Postprzez Jaga82 » 6 sty 2011, o 00:29

Od czegoś trzeba zacząć :)
Avatar użytkownika
Jaga82
 
Posty: 795
Dołączył(a): 7 lip 2009, o 08:49

Postprzez Sansevieria » 6 sty 2011, o 00:29

W pomysle Zagubionej jest sporo sensu - traktowanie go tak, jakby go nie było może coś ruszyć. Acz nie sądzę, żeby tydzień - dwa starczyły.
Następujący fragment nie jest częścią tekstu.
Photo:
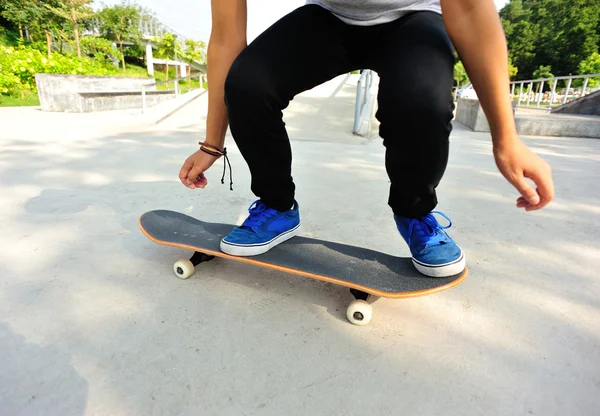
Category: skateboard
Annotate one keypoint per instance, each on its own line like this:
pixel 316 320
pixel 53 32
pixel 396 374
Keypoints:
pixel 368 274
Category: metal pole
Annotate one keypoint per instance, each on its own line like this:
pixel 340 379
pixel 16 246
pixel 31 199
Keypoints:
pixel 585 86
pixel 541 92
pixel 143 99
pixel 520 94
pixel 567 92
pixel 529 93
pixel 357 104
pixel 554 82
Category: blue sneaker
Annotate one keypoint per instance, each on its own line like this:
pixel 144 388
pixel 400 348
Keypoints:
pixel 434 253
pixel 263 229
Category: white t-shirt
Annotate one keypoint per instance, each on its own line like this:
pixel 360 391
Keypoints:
pixel 374 12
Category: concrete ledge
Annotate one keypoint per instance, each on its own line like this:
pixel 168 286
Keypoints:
pixel 67 93
pixel 104 101
pixel 470 113
pixel 531 122
pixel 558 125
pixel 588 105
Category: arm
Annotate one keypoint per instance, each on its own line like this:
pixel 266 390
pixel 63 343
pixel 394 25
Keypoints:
pixel 475 30
pixel 227 40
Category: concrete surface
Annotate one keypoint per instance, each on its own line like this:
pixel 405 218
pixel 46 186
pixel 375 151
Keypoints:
pixel 540 123
pixel 93 322
pixel 469 113
pixel 531 122
pixel 588 105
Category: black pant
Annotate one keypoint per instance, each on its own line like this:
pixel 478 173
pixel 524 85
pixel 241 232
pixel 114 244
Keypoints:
pixel 414 59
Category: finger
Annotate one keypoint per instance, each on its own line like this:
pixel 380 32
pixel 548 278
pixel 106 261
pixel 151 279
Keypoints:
pixel 545 188
pixel 185 169
pixel 193 174
pixel 201 181
pixel 526 190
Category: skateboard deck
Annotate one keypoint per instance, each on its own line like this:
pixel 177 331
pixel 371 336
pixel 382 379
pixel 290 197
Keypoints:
pixel 363 270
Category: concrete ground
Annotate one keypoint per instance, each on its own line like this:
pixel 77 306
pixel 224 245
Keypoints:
pixel 93 322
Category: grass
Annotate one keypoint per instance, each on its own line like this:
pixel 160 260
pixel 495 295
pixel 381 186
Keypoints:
pixel 23 99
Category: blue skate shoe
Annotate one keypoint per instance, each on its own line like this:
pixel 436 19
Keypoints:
pixel 434 253
pixel 263 229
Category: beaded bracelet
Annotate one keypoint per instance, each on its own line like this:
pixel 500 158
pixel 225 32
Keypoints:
pixel 213 151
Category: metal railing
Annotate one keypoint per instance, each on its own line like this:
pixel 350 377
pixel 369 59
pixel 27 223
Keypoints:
pixel 363 95
pixel 176 86
pixel 555 94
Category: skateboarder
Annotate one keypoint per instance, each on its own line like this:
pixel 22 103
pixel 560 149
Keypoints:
pixel 410 44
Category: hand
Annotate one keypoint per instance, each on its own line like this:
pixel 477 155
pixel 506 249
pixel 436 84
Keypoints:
pixel 192 171
pixel 516 162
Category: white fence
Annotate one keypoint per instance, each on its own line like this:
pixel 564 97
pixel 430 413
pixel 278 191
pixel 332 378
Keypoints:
pixel 546 93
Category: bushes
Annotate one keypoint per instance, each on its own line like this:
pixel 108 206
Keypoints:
pixel 18 67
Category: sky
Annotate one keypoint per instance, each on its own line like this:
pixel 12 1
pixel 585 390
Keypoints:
pixel 191 18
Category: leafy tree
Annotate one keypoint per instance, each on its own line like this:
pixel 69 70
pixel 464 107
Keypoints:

W razie gdyby się okazało, że on nijak nie drgnął w kierunku zauważenia, że ma problem, bedziesz miała wprawę w funkcjonowaniu w charakterze samotnej matki.
Sansevieria
 
Posty: 4044
Dołączył(a): 10 lis 2009, o 21:57

Postprzez smerfetka0 » 6 sty 2011, o 00:42

---------- 23:39 05.01.2011 ----------

na niktorych dzialaja szantaze, zrob cokolwiek ze soba bo sie wyprowadzam. (taki przyklad akurat nie koniecznie od razu straszyc wyprowadzka). chodzi o konsekwencje, zeby zobaczyl ze to nie zarty, zeby wreszcie pojal ze mimo tego ze on mysli ze to twoja wina i nie dopuszcza do siebie swoich bledow cos jest nie tak i jestescie malzenstwem i trzeba walczyc o to i moze jakis kompromis, rozmowy, czy najpierw psycholog. to juz bylby ogromny plus nawet jesli by od razu nie pojal ze zachowuje sie jak dupek

---------- 23:42 ----------

a czy rozmawialas z nim tak zeby nie probowac ustalic kto zawinil i kto zachowuje sie zle? tylko opanowanie, ok tobie nie pasuje ze sie czepiam. mi nie pasuje ze tyle grasz i mi nie pomagasz, wiec przestane sie czepiac jesi bedziesz gral jak w domu nie trzeba bedzie mi pomoc o nie trzeba bedzie zajmowac sie dziecmi akurat, ze postarasz sie zeby codziennie taka chwile mogl sobie poswiecic, sprecywowac ile trwa taka chwilka, nienawidzisz gotowac? ok to wywies pranie ja ugotuje mimo ze to bardziej pracochlonne, itp. niestety jak z dzieckiem
Avatar użytkownika
smerfetka0
 
Posty: 3954
Dołączył(a): 1 gru 2008, o 18:01
Lokalizacja: Londyn

Postprzez ewka » 6 sty 2011, o 12:21

ewka29 napisał(a):ale teraz moja firma organiuzuje szkolenie przez 3 tygodnie popoludniami nie wiem czy uda mi sie zanlesc opiekunke

Myślę, że opiekunka to BARDZO dobry pomysł. Przede wszystkim będziesz spokojna... no i możesz po szkoleniu pójść sobie gdzieś i wrócić do domu późno. Tak specjalnie. Oczywiście umawiając się z opiekunką. A on niechby się lekko zamartwił. Tak ćwiczebnie.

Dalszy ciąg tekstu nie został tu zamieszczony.